In part, it was a response to his own service. He was a U.S. Army infantry soldier, a “ground-pounder,” a drill sergeant at home and a platoon sergeant in Vietnam. Dearborn served two tours, one in 1968-69 and another in 1971-72.
After his second tour, when he went to get a new uniform, he was quietly counseled to pack it in a bag and wear his civilian clothes on the street.
“I wasn’t spit on,” he said. “But it hurt.”
He retired in 1973 and came home to Richmond, where his wife, Gisela, was raising their six children.
After the Persian Gulf War, he helped his town celebrate the soldiers’ return. For a while, he led Richmond’s American Legion post and later served as the legion’s state commander.
Then came 9/11 and the limos.
The cost, particularly for the second car, has been extraordinary.
“I paid $5,000 for that car,” he said. He painted it and hired someone to repair the body. There were repairs to the belly of the car. And when the window frames rusted out he had to install new ones. Still, the odometer is broken and the speedometer is typically stuck at 120 mph, not that it could move that fast.
“You won’t believe this, but I have over $32,000 tied up in that car,” he said. “It needs a new roof. It’s not getting one.”
It all feels worth it behind the wheel, though, often with Gisela at his side. The pair have been married since 1956.
On the highway, they pick out the Veterans license plates.
“I blow the horn and wave,” Dearborn said.
In most towns, if they go slow and turn on the music, folks on the sidewalks smile and wave or snap a salute.
“If he doesn’t play music when we go through the toll booth, the girl inside says, ‘What’s the matter? Is your radio broke?'” Gisela said.
Kids seem fascinated by all the decorations, particularly the eagle on the hood. That was Gisela’s idea.

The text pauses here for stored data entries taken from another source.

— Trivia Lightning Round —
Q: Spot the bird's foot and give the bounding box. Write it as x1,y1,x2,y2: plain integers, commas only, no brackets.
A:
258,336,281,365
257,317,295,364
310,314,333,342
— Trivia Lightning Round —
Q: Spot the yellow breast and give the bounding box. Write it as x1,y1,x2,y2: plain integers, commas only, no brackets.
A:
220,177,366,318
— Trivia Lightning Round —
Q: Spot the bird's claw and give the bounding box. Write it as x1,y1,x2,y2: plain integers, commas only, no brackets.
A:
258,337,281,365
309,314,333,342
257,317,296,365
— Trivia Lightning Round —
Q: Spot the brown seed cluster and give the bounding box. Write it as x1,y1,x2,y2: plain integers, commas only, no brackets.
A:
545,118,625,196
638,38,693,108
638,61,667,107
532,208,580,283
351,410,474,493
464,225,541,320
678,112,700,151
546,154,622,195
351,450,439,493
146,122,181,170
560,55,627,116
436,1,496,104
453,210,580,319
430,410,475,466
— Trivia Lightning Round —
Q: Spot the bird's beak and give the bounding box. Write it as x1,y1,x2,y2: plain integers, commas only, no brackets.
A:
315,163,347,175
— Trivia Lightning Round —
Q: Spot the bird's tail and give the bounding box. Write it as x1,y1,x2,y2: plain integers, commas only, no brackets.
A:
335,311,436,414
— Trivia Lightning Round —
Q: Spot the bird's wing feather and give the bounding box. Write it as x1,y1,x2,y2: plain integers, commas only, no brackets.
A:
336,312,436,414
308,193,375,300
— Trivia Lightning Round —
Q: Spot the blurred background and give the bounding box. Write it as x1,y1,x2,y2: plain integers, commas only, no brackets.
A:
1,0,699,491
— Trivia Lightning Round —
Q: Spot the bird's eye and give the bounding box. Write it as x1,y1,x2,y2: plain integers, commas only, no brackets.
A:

“The kids say, ‘Lady, I like that car with the big bird on it,'” she said.
Of course, the car has a serious role, too. In the too-common funeral processions, he takes a place behind the motorcycles of the Patriot Guard Riders.
“I’m right behind them and the hearse is right behind me,” Dearborn said.
It’s his way of paying respect to the men who serve and die.
“I know what the guys have to go through,” he said. “I’ve been in a war.”